Why we don’t do the toothfairy, and never will

lost tooth
Image by ooh_food via Flickr

When our first little girl was born, my husband and I didn’t sit down and say, “Let’s teach them the opposite of everyone else.” Yet, when it comes to the tooth fairy, we’ve become rebellious. 

On the day her first tooth became loose, we hit decision corner.  Do we follow the pack and play tooth fairy, or create something else?  Come on, if you know us, you know that’s an easy one.  We often choose creativity over conformity.  But what to do?

We came up with the idea of Mommy/Daddy surprise.  We told our mini munchkin, we had asked the tooth fairy to visit other houses so that we could do Mommy/Daddy surprise.  I know it sounds ambiguous, but hang in with me.
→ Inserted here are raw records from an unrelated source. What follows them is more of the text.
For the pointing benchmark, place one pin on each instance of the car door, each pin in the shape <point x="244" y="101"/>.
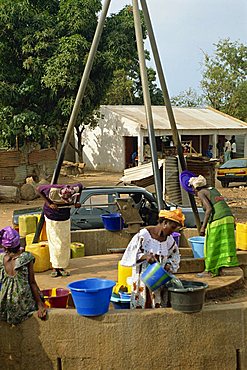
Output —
<point x="92" y="207"/>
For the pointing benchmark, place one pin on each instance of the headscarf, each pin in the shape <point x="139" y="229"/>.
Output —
<point x="176" y="215"/>
<point x="68" y="193"/>
<point x="9" y="238"/>
<point x="197" y="182"/>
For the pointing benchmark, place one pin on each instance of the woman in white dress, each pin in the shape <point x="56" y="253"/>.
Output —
<point x="151" y="244"/>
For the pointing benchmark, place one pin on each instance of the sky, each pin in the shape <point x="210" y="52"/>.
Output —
<point x="184" y="29"/>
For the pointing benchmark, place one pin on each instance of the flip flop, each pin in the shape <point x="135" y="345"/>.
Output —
<point x="204" y="274"/>
<point x="64" y="273"/>
<point x="55" y="274"/>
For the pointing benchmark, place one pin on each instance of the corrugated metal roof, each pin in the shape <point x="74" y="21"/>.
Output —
<point x="186" y="118"/>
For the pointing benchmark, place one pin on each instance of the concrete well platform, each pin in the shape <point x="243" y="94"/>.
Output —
<point x="105" y="267"/>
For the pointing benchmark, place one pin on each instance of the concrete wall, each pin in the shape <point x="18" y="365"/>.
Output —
<point x="214" y="338"/>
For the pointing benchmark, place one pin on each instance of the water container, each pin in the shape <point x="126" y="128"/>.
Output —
<point x="241" y="236"/>
<point x="77" y="250"/>
<point x="154" y="276"/>
<point x="29" y="239"/>
<point x="112" y="221"/>
<point x="176" y="237"/>
<point x="42" y="256"/>
<point x="56" y="297"/>
<point x="43" y="235"/>
<point x="91" y="296"/>
<point x="197" y="245"/>
<point x="27" y="224"/>
<point x="189" y="299"/>
<point x="120" y="303"/>
<point x="123" y="273"/>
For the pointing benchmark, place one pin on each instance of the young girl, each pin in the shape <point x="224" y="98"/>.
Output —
<point x="19" y="295"/>
<point x="153" y="243"/>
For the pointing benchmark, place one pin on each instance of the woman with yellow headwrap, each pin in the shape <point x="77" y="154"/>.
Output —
<point x="151" y="244"/>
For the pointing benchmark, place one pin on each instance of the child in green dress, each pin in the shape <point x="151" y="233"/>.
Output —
<point x="19" y="295"/>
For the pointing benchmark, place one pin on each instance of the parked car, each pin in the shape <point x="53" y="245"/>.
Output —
<point x="234" y="170"/>
<point x="97" y="201"/>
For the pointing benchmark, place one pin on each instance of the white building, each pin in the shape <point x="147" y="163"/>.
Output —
<point x="123" y="129"/>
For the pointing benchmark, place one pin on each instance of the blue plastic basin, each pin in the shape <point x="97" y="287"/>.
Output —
<point x="91" y="296"/>
<point x="197" y="245"/>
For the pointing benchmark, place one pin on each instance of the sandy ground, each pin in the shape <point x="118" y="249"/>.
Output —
<point x="236" y="195"/>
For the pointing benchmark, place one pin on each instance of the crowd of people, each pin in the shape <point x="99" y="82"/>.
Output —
<point x="20" y="295"/>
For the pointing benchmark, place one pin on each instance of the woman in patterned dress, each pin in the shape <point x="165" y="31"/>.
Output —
<point x="19" y="295"/>
<point x="153" y="243"/>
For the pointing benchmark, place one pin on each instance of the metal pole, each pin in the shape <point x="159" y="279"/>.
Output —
<point x="147" y="103"/>
<point x="77" y="105"/>
<point x="168" y="104"/>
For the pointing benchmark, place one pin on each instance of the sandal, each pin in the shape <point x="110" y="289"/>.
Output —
<point x="64" y="273"/>
<point x="204" y="274"/>
<point x="55" y="274"/>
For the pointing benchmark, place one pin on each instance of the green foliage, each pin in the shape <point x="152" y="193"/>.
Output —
<point x="44" y="47"/>
<point x="224" y="78"/>
<point x="189" y="98"/>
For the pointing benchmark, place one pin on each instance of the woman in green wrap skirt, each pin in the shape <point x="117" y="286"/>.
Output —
<point x="217" y="226"/>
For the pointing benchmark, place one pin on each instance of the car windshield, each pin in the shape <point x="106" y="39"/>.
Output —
<point x="235" y="163"/>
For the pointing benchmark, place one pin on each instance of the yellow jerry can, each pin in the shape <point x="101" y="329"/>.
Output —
<point x="27" y="224"/>
<point x="241" y="236"/>
<point x="40" y="251"/>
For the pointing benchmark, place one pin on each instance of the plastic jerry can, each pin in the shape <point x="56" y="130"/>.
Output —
<point x="43" y="235"/>
<point x="27" y="224"/>
<point x="29" y="239"/>
<point x="123" y="273"/>
<point x="241" y="236"/>
<point x="40" y="251"/>
<point x="77" y="250"/>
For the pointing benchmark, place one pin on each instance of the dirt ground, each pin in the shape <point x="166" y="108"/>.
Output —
<point x="236" y="195"/>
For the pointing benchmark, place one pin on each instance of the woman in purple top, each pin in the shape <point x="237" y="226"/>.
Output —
<point x="58" y="200"/>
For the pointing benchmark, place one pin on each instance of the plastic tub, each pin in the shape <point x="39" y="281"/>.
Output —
<point x="154" y="276"/>
<point x="112" y="221"/>
<point x="91" y="296"/>
<point x="176" y="237"/>
<point x="197" y="245"/>
<point x="189" y="299"/>
<point x="56" y="298"/>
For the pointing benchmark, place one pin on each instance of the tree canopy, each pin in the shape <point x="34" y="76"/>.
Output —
<point x="43" y="51"/>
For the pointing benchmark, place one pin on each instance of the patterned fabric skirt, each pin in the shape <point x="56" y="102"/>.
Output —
<point x="220" y="245"/>
<point x="58" y="234"/>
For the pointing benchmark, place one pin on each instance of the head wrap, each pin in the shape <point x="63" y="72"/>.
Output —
<point x="68" y="193"/>
<point x="176" y="215"/>
<point x="9" y="238"/>
<point x="197" y="182"/>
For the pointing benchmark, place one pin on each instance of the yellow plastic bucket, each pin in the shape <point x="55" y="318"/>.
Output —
<point x="27" y="224"/>
<point x="123" y="273"/>
<point x="40" y="251"/>
<point x="241" y="236"/>
<point x="29" y="239"/>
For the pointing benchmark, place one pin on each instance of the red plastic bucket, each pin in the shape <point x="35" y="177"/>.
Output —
<point x="60" y="300"/>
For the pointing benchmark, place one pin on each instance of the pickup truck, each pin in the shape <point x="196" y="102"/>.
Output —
<point x="96" y="201"/>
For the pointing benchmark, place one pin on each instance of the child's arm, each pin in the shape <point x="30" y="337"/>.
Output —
<point x="36" y="292"/>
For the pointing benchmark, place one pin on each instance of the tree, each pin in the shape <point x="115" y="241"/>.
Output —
<point x="224" y="78"/>
<point x="43" y="51"/>
<point x="189" y="98"/>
As the tooth loosened and separated itself from her mouth, excitement burst forth.  We took pictures of the new hole in her mouth.  We cheered for her newest stage of growth, and she looked at us with unbridled joy.

“What kind of Mommy/Daddy surprise do I get?” she asked. 

We hadn’t yet decided.  To give ourselves more time, we followed tooth fairy tradition, and told her to place the tooth inside a bag, and lay it under her pillow.  We informed our kindergartener, she would discover the surprise in the morning.  I would be under her pillow, instead of her tooth.

At that moment, it occurred to us that Mommy/Daddy surprise could be anything we wanted.  She had no predetermined ideas.  After all, everyone else had a tooth fairy, but she had mysterious parents.

Over the years, we’ve given Sacagawea gold dollars, necklaces, small games, a drawing, a poem, or whatever else our minds dreamt up.  The mystery never fails to thrill, as each child finds a treasure under the pillow and wonders out loud, “How did you do that?”

My eldest has begun appreciating the journey through her sister’s eyes. She could realize the answers to long sought secrets of how the surprise gets accomplished.  For that reason alone, we’d keep up the family tradition.

But yesterday, when I had to have a tooth pulled, I saw another reason to continue.

My oldest put together a packet for me.  She drew me a picture and wrote a note.  She took some of her hard-earned cash and packed it into an envelope.  She handed it to me, while I held an icepack to my sore jaw.

“It’s a Rachel Surprise,” she said.

My heart leapt.  I never imagined she’d want to do such a thing.  Who knows, maybe when they grow older, the tradition will continue within their family.

I have to admit, twenty-five cents never looked so beautiful.